DeepSpeed with Triton compiler

1. Overview

We have integrated Triton, an open source compiler for GPU programming, into DeepSpeed, which further boosts the inference speed of BERT-like models in float16 precision. By replacing some CUDA kernels or torch operators with Triton kernels, we achieved 1.14~1.68x speedup (or 12~41% latency reduction) for different models and GPUs, as shown in Table 1.

Hardware	Bert-base	Bert-large	Roberta-base	Roberta-large
A100	1.65x	1.68x	1.53x	1.61x
V100	1.29x	1.14x	1.23x	1.21x

Table 1. The average speedup (see NOTE below for more detail)

</div>

For those transformer operators in float16, we have implemented kernels written in Triton language that replace ordinary CUDA kernels or torch operators. The Triton kernels we implemented include softmax, layer-normalization, residual-addition and all the matrix multiplications except MLP layers (see NOTE below for details). In our experiments, Triton kernels help to reduce the average latency (over difference sequence lengths) by 6~24% (depending on model and hardware) when compared to the latency with CUDA-only kernels.

Figures below show the latency reduction in more detail. Figure 1 visualizes latency reduction in different sequence lengths in A100 GPU for Bert-base model. The baseline (blue) is from Huggingface transformers without any kernel injection, the orange is from Deepspeed with CUDA-only kernels and the gray is from Deepspeed with Triton kernels. Figure 2 shows the same plot for Bert-large model in A100 GPU.

Figure 1: Normalized P90 latency for Bert-base model in A100 GPU across different sequence lengths

Figure 2: Normalized P90 latency for Bert-large model in A100 GPU across different sequence lengths

</div>

Next, we dive deeper into this new feature in DeepSpeed.

2. How to use Triton in Deepspeed

You can enable Triton compilers to optimize these kernels by setting a flag in the DeepSpeed config file.

pipe = pipeline('fill-mask', model='bert-base-cased', framework='pt', device=0)
pipe.model = deepspeed.init_inference(pipe.model,
                                        dtype=torch.float16,
                                        replace_with_kernel_inject=True,
                                        enable_cuda_graph=True,
                                        use_triton=True,
                                        triton_autotune=True,
                                        max_out_tokens=pipe.tokenizer.model_max_length)

Running BERT inference with Triton kernels

We use an example of Bert-base here.

python

pip install deepspeed[triton]

git clone https://github.com/deepspeedai/DeepSpeedExamples.git
cd DeepSpeedExamples/inference/huggingface/fill-mask

deepspeed --num_gpus 1 test-bert.py --triton

To run a performance benchmark, you can use the following command:

python

pip install deepspeed[triton]

git clone https://github.com/deepspeedai/DeepSpeedExamples.git
cd DeepSpeedExamples/benchmarks/inference

deepspeed --num_gpus 1 triton-bert-benchmark.py --model bert-base-cased --dtype fp16 --kernel-inject --deepspeed --graphs --triton

NOTE

For more information on how to use DeepSpeed, please visit our GitHub Page and our website, where you can find blog posts, tutorials, and documentation.
This feature is currently only supported for BERT, Roberta and other BERT-like models, and not for text-generation models yet.
To achieve the best performance with Triton optimization, you need to activate CUDA graph and ‘triton_autotune’ in the DeepSpeed config. CUDA graph prevents the overhead of JIT compilation and a deep call stack in Triton. ‘triton_autotune’ executes an initial step to find the most suitable parameters for Triton kernels, which may take some time.
We used Triton 2.0.0.post1 release in our experiments.
In our experiments, we used a batch size of 1, a sequence length range of 8 to 512, and a ‘fill-mask’ task.
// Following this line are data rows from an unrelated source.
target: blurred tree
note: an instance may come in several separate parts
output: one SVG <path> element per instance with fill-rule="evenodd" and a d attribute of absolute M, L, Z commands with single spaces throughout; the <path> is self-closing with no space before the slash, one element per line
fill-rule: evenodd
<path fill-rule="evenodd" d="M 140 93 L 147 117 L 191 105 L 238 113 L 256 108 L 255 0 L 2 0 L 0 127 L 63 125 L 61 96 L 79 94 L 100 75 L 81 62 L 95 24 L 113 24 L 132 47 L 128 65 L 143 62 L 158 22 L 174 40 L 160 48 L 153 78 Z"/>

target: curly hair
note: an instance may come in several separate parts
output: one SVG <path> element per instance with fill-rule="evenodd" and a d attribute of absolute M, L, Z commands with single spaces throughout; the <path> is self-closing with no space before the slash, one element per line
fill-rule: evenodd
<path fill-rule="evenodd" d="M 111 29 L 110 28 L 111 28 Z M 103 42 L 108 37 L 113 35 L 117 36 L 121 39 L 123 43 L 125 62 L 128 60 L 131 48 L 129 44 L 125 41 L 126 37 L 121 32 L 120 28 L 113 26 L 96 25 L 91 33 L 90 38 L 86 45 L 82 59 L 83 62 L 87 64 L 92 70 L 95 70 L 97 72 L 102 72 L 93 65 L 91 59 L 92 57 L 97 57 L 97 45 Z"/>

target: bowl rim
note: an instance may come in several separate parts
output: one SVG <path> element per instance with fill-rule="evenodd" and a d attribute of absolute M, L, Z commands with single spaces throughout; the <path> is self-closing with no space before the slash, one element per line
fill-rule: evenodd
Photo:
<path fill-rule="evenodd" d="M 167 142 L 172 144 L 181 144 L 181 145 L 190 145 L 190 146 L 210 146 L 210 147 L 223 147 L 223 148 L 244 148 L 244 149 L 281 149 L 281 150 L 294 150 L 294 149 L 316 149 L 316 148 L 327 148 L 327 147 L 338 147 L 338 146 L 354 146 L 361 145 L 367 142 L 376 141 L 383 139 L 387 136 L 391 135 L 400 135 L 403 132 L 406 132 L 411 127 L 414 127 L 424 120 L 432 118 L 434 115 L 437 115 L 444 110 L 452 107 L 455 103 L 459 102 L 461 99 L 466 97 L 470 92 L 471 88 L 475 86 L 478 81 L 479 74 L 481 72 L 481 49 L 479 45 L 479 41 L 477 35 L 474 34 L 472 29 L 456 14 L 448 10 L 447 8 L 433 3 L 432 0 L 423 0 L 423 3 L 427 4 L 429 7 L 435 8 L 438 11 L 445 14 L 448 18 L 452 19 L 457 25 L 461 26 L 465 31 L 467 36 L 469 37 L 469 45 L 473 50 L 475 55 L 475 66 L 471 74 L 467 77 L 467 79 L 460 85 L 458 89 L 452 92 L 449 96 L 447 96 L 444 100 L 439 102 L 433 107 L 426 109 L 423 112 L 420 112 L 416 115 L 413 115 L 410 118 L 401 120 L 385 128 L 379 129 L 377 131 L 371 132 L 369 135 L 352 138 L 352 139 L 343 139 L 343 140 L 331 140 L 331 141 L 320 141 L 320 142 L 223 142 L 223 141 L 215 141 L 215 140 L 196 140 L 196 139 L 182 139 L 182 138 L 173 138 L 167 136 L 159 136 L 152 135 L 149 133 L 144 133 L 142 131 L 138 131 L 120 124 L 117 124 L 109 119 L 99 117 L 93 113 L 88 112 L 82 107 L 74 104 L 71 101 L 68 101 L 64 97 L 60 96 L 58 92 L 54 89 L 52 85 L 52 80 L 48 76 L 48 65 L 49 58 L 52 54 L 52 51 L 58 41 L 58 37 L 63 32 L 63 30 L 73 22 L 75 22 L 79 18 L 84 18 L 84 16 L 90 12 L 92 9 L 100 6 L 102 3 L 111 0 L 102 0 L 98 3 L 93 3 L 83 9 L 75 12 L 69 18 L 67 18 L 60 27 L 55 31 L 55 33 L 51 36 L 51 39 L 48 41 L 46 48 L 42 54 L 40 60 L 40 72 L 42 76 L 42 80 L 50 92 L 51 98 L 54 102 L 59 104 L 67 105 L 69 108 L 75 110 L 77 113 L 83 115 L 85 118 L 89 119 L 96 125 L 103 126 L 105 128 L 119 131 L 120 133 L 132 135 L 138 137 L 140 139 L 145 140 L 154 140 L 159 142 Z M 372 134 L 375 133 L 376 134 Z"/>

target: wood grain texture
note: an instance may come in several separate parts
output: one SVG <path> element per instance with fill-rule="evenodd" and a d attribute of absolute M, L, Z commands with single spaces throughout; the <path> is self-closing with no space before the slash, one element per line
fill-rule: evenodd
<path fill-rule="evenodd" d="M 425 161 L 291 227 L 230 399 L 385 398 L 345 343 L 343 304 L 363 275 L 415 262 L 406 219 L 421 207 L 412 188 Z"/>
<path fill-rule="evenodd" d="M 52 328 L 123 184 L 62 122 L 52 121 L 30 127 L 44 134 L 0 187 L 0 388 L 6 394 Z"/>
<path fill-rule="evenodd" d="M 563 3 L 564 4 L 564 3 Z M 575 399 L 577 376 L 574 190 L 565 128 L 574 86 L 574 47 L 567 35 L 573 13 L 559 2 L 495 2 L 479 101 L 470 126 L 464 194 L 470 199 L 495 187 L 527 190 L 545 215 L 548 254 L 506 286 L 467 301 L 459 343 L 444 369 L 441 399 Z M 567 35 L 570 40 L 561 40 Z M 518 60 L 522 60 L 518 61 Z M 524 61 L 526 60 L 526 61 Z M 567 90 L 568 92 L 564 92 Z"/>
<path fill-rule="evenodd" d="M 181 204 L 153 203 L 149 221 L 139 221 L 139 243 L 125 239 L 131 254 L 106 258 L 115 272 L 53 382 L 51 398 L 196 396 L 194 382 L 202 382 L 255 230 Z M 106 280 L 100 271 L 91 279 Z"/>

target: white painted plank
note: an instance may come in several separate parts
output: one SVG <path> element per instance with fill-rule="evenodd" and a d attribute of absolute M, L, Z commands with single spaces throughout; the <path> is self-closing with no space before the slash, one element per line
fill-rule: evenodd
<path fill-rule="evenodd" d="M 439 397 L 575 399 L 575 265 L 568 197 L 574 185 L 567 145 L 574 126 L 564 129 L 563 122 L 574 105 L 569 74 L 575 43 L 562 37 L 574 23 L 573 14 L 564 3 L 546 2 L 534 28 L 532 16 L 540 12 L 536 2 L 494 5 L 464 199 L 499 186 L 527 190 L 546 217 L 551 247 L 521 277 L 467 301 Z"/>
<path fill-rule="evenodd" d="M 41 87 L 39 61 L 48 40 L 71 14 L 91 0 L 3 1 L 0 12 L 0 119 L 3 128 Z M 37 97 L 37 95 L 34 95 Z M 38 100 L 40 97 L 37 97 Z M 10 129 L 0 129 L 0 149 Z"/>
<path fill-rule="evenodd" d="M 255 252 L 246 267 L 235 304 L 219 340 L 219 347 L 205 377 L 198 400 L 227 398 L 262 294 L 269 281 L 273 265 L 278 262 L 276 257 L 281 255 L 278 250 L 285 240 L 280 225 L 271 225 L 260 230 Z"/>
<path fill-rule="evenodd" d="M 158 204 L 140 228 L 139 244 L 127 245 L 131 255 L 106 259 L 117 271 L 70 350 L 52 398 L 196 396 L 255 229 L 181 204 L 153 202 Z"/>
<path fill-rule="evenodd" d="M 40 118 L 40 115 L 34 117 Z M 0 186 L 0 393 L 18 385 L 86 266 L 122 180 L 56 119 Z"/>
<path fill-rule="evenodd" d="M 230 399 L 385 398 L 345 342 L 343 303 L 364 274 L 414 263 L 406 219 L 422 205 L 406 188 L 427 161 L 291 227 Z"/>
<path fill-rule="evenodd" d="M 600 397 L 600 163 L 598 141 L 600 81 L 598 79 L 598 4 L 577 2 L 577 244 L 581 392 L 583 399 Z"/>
Table 1 shows the average P90 latency over the entire sequence length range, while Figures 1 and 2 show the P90 latency for specific sub-ranges. The baseline is the Huggingface transformers without any optimization. The speedup is calculated as (baseline P90 latency)/(DeepSpeed-Triton P90 Latency). We found that the CUDA kernel in MLP performed better than the Triton kernel in our experiments, so we used a hybrid approach that combines both kernels when Triton is enabled in the DeepSpeed config.